Une partie de ces développements est mutualisée avec ce qui se fait pour les sous-marins militaires habités, ou avec ce qui est utilisé pour des véhicules sous-marins téléopérés, que ce soit pour le domaine offshore, l’océanographie ou la guerre des mines. Toutefois, même quand c’est le cas, une mise à l’échelle est requise pour tenir compte de la taille du drone et du besoin de permanence à la mer en totale autonomie.

En complément de ces travaux technologiques, il a aussi été nécessaire de travailler sur les référentiels techniques et réglementaires suivant lesquels un tel système devait être conçu et réalisé.

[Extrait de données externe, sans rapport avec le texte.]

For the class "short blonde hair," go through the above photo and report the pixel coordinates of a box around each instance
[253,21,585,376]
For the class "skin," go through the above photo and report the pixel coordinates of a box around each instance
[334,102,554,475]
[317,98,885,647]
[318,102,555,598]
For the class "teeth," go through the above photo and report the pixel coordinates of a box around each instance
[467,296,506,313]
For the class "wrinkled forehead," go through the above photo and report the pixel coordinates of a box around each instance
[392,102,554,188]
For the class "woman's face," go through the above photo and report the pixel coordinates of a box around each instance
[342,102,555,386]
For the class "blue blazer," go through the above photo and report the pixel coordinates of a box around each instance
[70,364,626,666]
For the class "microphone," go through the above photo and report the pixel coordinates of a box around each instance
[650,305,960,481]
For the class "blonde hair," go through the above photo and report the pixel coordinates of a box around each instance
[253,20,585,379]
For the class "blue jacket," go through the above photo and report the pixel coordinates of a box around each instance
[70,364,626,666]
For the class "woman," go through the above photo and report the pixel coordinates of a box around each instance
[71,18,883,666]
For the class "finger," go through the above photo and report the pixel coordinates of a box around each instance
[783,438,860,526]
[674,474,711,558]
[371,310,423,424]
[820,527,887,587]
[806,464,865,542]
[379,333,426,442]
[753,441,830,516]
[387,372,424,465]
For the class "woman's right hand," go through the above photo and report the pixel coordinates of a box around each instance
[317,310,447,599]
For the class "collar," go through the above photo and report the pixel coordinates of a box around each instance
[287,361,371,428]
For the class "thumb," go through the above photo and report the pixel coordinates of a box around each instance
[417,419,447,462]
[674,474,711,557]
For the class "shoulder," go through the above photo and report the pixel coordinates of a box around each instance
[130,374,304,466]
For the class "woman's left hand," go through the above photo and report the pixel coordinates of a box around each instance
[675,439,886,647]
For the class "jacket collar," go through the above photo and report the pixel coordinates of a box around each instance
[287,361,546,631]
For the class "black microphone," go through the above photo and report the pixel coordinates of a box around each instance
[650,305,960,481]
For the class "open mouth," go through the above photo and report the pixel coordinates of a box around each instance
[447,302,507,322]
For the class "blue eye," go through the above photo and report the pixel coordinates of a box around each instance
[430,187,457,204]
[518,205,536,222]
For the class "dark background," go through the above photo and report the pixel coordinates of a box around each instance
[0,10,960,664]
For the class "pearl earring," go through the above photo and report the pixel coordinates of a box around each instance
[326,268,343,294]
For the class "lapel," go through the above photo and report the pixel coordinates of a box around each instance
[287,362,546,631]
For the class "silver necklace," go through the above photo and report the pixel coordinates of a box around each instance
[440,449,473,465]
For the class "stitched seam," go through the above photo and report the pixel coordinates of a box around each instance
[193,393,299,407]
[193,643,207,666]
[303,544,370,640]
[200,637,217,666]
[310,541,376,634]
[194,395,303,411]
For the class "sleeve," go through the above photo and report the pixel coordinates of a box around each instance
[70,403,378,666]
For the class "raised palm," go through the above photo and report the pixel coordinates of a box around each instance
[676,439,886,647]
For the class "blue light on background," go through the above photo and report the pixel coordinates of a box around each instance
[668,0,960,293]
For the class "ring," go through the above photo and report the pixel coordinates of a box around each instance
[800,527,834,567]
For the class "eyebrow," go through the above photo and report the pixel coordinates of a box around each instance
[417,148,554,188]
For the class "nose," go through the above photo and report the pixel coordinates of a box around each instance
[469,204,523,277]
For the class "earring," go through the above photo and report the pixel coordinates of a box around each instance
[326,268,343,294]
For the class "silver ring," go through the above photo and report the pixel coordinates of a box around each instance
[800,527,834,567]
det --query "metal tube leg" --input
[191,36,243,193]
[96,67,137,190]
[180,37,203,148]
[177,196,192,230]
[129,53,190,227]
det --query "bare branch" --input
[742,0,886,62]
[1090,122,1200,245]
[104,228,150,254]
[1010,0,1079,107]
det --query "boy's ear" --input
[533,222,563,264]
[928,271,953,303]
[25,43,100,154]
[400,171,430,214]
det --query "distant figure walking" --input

Si l’absence d’équipage à bord permet de simplifier bon nombre de systèmes de sécurité par rapport à ce que l’on fait sur un sous-marin habité, l’autonomie de fonctionnement pendant plusieurs jours / semaines, nécessite l’ajout de nouveaux systèmes d’analyse de l’environnement, de contrôle de toutes les fonctions et d’élaboration de décisions pour garantir la sécurité de navigation, pour le drone lui-même, mais aussi bien sûr pour les autres usagers du domaine maritime où il sera déployé. 

En exploitant ce démonstrateur, il va être possible d’ici 2025 :

1. De définir les paramètres essentiels pour répondre aux priorités opérationnelles de la Marine dans les différents champs d’action possibles : missions océanographiques et hydrographiques, exploration sous-marine, seabed warfare, Intelligence-Surveillance-Reconnaissance, opérations spéciales, lutte antinavire, lutte anti-sous-marine, interdiction navale, entrainement des forces navales, etc. 

2. De déterminer, par analyse de la valeur, quelle solution technique répondrait le mieux à chaque besoin en termes de taille de drone (format torpille, format océanique), de charges utiles, de spécialisation (missions duales, mission dédiée), de mise en œuvre (par bâtiment de surface, par sous-marin, par navire spécialisé porte-drones, directement depuis la terre, aérotransporté, etc.)

3. De lancer, en parallèle, les développements incrémentaux nécessaires pour disposer le moment venu des technologies et de l’autonomie décisionnelle contrôlée requises.

D2O en essai à Toulon

Un nouveau champ d’action s’ouvre pour la Marine Nationale avec la mise en œuvre collaborative de différents moyens (navires, drones organiques, drones océaniques, ROV, stations de docking, …) au service des missions opérationnelles qui lui sont ou lui seront confiées.

La France a tous les atouts pour jouer un rôle de premier plan dans cette transformation du combat naval, sous réserve de poursuivre résolument les efforts amorcés et de les amplifier pour disposer des solutions nécessaires à l’horizon 2030.

 

 

Eric Papin, ICA
EVP Directeur Technique et Innovation de NAVAL Group

Né en 1967, il est diplômé de l’ENSTA Paris, d’Audencia et auditeur de la session « Armement et Economie de Défense » de l’IHEDN.

Il a fait toute sa carrière à Naval Group d’abord comme architecte propulsion à Indret puis comme architecte d’ensemble au département Sous-Marins. Il a ensuite été Directeur Industriel du site d’Indret et depuis 2015, il est chargé de la direction technique et de l’innovation.